The new rules create an exemption to a provision in the 2010 Dodd-Frank financial oversight law that banned the imposition of points and fees for most loans. Under the exemption, the practice could continue as long as borrowers also have the option of taking out a mortgage with no points or fees attached.
Regulators are seeking comments on how to ensure that borrowers who choose loans with upfront payments such as points and fees receive a fair reduction of monthly payments in return.
The mortgage industry came under scrutiny after reckless lending led borrowers to take on loans they could not afford, contributing to the 2007-2009 U.S. financial crisis. The Dodd-Frank law created the consumer watchdog in response to the crisis and gave it authority to oversee the mortgage market.
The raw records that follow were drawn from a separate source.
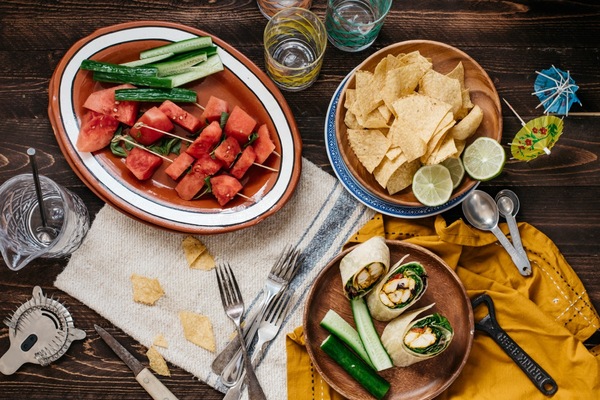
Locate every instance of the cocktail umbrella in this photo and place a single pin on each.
(536, 137)
(556, 90)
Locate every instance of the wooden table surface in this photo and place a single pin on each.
(511, 40)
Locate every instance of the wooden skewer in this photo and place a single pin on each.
(139, 125)
(123, 138)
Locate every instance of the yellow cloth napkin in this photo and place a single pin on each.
(549, 314)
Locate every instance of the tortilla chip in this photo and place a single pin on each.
(367, 99)
(157, 362)
(418, 117)
(445, 150)
(443, 88)
(369, 146)
(146, 290)
(197, 255)
(468, 125)
(402, 81)
(401, 178)
(160, 341)
(198, 330)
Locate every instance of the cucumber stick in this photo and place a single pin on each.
(337, 325)
(145, 61)
(355, 366)
(178, 47)
(369, 336)
(99, 66)
(156, 94)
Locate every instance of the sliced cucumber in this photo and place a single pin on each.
(146, 61)
(156, 94)
(369, 336)
(151, 81)
(178, 47)
(208, 67)
(99, 66)
(337, 325)
(183, 62)
(355, 366)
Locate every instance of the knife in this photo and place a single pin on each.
(145, 378)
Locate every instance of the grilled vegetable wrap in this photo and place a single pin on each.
(409, 342)
(362, 267)
(402, 286)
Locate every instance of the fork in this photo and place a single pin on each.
(233, 305)
(228, 362)
(269, 327)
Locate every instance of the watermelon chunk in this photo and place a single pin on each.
(178, 115)
(96, 132)
(190, 185)
(225, 188)
(210, 136)
(213, 109)
(239, 125)
(154, 118)
(179, 165)
(263, 145)
(142, 163)
(243, 163)
(228, 150)
(207, 165)
(103, 102)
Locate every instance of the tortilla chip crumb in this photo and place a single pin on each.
(146, 290)
(198, 330)
(160, 341)
(197, 255)
(157, 362)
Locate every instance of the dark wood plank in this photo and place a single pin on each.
(511, 40)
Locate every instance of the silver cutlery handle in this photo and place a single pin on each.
(255, 391)
(232, 371)
(235, 392)
(520, 261)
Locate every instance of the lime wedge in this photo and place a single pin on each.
(432, 185)
(457, 171)
(484, 159)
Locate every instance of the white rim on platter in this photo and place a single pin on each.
(117, 191)
(359, 191)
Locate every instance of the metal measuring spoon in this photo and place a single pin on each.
(508, 206)
(481, 211)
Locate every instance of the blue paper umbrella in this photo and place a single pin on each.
(556, 90)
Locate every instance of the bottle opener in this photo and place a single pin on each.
(534, 372)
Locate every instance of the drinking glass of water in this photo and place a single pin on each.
(353, 25)
(295, 42)
(271, 7)
(26, 232)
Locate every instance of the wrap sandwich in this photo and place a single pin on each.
(363, 266)
(410, 341)
(402, 286)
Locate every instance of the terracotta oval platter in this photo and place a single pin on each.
(444, 58)
(423, 380)
(155, 201)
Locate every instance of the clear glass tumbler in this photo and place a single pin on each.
(353, 25)
(295, 42)
(271, 7)
(23, 235)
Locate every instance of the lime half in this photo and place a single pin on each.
(432, 185)
(484, 159)
(457, 171)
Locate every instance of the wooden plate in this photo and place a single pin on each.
(154, 201)
(423, 380)
(444, 59)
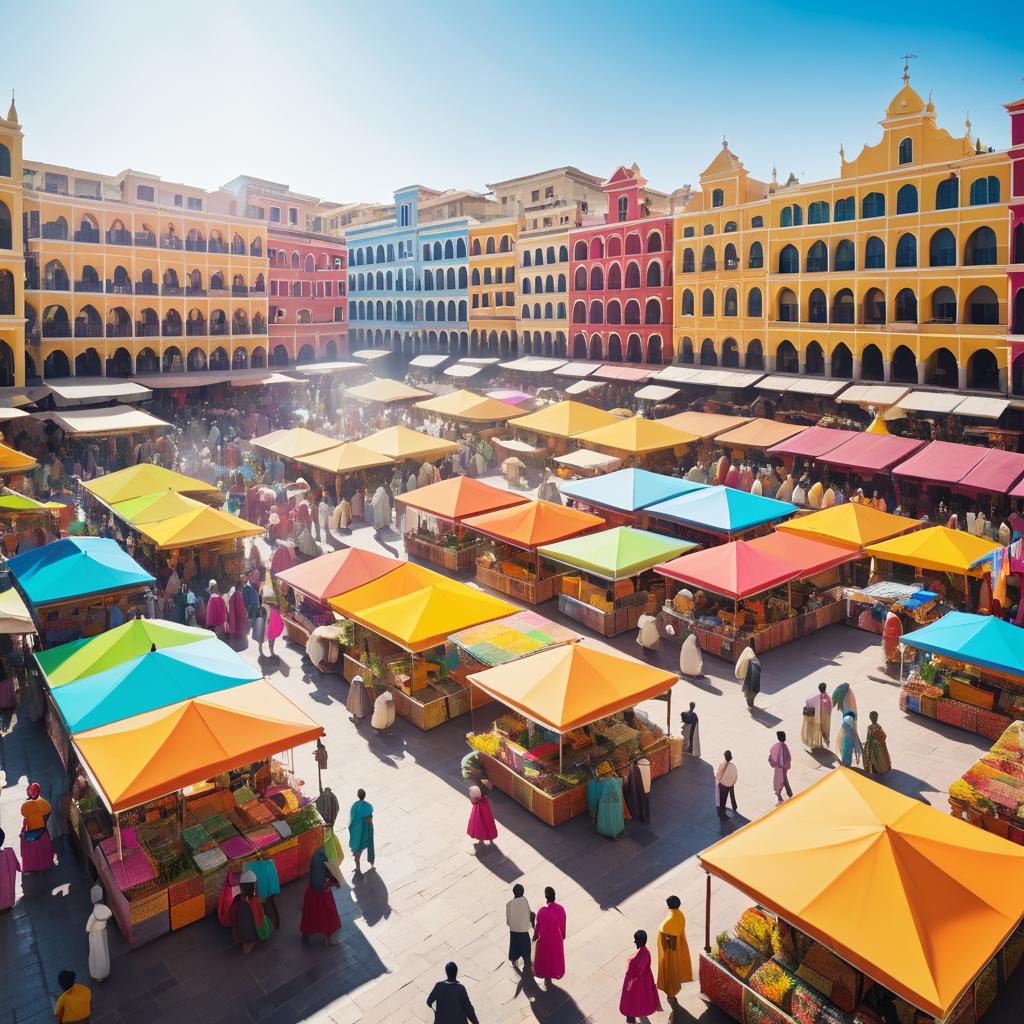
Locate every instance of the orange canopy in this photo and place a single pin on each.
(916, 899)
(337, 572)
(148, 756)
(534, 523)
(572, 685)
(458, 498)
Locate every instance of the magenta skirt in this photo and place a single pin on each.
(37, 855)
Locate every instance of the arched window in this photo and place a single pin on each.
(906, 251)
(947, 194)
(788, 260)
(980, 249)
(875, 254)
(906, 199)
(872, 205)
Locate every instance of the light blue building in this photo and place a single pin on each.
(409, 278)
Loan officers and brokers often had financial incentives to steer consumers toward loans with unfavorable terms, the CFPB said. In addition, qualification standards differ depending on whether loan originators work for banks, thrifts, mortgage brokerages or non-profit groups.
The CFPB said its new rules would address these problems.
Once finalized, the rules would implement a ban on the industry practice of using loan interest rates to determine compensation for loan originators. They also would set across-the-board qualification standards for loan originators.